Die Auswirkungen des Ozonlochs werden in der Wissenschaft nicht ausschließlich als negativ angesehen. Inzwischen wurde nachgewiesen, dass das entstandene Ozonloch die Antarktis vor den Folgen des Klimawandels weitgehend bewahrt hat. Durch den Ozonverlust und die damit verbundene Abkühlung wurde das polare Windsystem
verstärkt, welches die Antarktis klimatisch zusätzlich isolierte und zur Zunahme der Meereisbedeckung führte (vgl.
AWI 2009).
Im Gegensatz dazu haben die Temperaturen auf der antarktischen Halbinsel im Westen, die außerhalb des polaren
Luftwirbels liegt, in den letzten Jahren aufgrund veränderter Wind- und Meeresströmungen deutlich zugenommen.
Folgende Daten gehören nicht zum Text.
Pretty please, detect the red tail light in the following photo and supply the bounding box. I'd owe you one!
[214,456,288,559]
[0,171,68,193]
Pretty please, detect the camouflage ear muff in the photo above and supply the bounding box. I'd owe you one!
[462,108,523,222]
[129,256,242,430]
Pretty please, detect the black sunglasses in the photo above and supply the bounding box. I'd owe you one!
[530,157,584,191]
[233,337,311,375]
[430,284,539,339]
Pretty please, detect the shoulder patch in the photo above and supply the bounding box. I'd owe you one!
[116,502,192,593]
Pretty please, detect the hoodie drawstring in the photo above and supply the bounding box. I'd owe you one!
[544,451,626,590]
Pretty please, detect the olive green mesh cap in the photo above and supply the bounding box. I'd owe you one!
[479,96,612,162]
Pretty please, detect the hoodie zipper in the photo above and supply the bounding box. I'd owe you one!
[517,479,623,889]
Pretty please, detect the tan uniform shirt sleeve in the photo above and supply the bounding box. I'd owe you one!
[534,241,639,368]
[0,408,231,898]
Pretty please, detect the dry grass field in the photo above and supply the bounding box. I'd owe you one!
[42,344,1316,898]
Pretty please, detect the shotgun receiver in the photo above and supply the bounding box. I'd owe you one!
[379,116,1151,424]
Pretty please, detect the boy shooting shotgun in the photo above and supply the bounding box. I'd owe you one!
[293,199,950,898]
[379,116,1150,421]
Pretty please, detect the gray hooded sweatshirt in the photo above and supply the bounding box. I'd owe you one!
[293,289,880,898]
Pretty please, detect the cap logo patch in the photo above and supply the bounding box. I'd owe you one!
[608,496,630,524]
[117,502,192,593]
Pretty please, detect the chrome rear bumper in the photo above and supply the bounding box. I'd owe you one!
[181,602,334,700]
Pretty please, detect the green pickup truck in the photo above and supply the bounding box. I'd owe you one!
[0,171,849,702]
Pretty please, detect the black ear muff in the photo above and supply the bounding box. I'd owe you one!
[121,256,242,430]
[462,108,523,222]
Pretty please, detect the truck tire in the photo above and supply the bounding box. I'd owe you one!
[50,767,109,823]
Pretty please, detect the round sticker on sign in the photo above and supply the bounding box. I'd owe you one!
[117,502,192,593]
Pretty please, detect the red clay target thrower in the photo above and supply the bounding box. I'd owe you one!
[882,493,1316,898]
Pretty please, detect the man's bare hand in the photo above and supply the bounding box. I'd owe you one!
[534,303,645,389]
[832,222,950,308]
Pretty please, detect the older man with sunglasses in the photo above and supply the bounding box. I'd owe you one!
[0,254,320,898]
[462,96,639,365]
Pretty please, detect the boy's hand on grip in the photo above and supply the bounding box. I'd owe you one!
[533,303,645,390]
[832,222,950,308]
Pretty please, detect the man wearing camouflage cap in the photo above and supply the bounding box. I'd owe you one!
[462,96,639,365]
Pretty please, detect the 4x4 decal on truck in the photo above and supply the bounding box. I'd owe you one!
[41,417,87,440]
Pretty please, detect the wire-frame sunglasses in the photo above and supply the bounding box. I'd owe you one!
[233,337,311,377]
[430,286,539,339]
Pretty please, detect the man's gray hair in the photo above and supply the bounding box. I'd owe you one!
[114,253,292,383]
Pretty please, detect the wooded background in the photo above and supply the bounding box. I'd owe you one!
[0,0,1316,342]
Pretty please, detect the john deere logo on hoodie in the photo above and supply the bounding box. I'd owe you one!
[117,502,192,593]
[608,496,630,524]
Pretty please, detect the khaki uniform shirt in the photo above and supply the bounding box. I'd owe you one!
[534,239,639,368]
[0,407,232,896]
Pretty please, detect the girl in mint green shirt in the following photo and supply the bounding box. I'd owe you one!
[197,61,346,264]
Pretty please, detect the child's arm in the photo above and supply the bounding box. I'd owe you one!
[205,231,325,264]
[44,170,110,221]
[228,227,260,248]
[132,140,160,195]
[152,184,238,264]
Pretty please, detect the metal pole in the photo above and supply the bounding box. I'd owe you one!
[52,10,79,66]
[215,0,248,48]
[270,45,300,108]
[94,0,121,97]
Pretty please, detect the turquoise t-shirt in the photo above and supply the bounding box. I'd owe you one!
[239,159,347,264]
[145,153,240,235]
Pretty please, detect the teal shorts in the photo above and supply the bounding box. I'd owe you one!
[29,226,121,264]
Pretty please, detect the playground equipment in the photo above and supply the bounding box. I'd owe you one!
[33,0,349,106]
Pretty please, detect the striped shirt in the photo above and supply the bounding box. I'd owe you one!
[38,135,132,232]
Dies führte zu einem Rückzug fast aller Gletscher in diesem
Gebiet. Den neuesten Berechnungen zufolge nimmt die
FCKW-Konzentration in der Stratosphäre langsam ab, so
dass sich das Ozonloch voraussichtlich bis zum späten
21. Jahrhundert schließen wird (vgl. AWI 2009). Die Zunahme des Ozongehalts über der Antarktis könnte damit paradoxerweise die weitere Erwärmung dieses Gebietes begünstigen. Der weltweit hohe Ausstoß von Lachgas kann
die Regeneration der Ozonschicht zwar einerseits verzögern, andererseits jedoch zur Klimaerwärmung beitragen,
sofern hier nicht weitere Maßnahmen ergriffen werden (vgl.
Ravishankara et al. 2009). Bei einer zusätzlichen Verdoppelung der derzeitigen Treibhausgaskonzentrationen wird
von einer Erwärmung der Antarktis von bis zu 3°C ausgegangen. Aufgrund höherer Meerestemperaturen würde dies
laut Hu und Fu (2009) zur Abschwächung des polaren Windgürtels beitragen und damit zu einer schnelleren Schließung des Ozonlochs sowie zu einer weiteren Erwärmung
der Antarktis führen. Obwohl eine derartige Erwärmung nicht
zum Abschmelzen der gesamten Antarktis führen wird, könnte allein die Westantarktis infolge höherer Luft- und Wassertemperaturen deutlich zum weltweiten Meeresspiegel-
Im Blickpunkt
anstieg beitragen (vgl. AWI 2009). Wie sich das Wechselspiel zwischen Ozonloch und Klimawandel in Zukunft tatsächlich verhalten wird, ist bisher jedoch noch unklar und
wird von der Entwicklung der menschlichen Aktivitäten abhängen.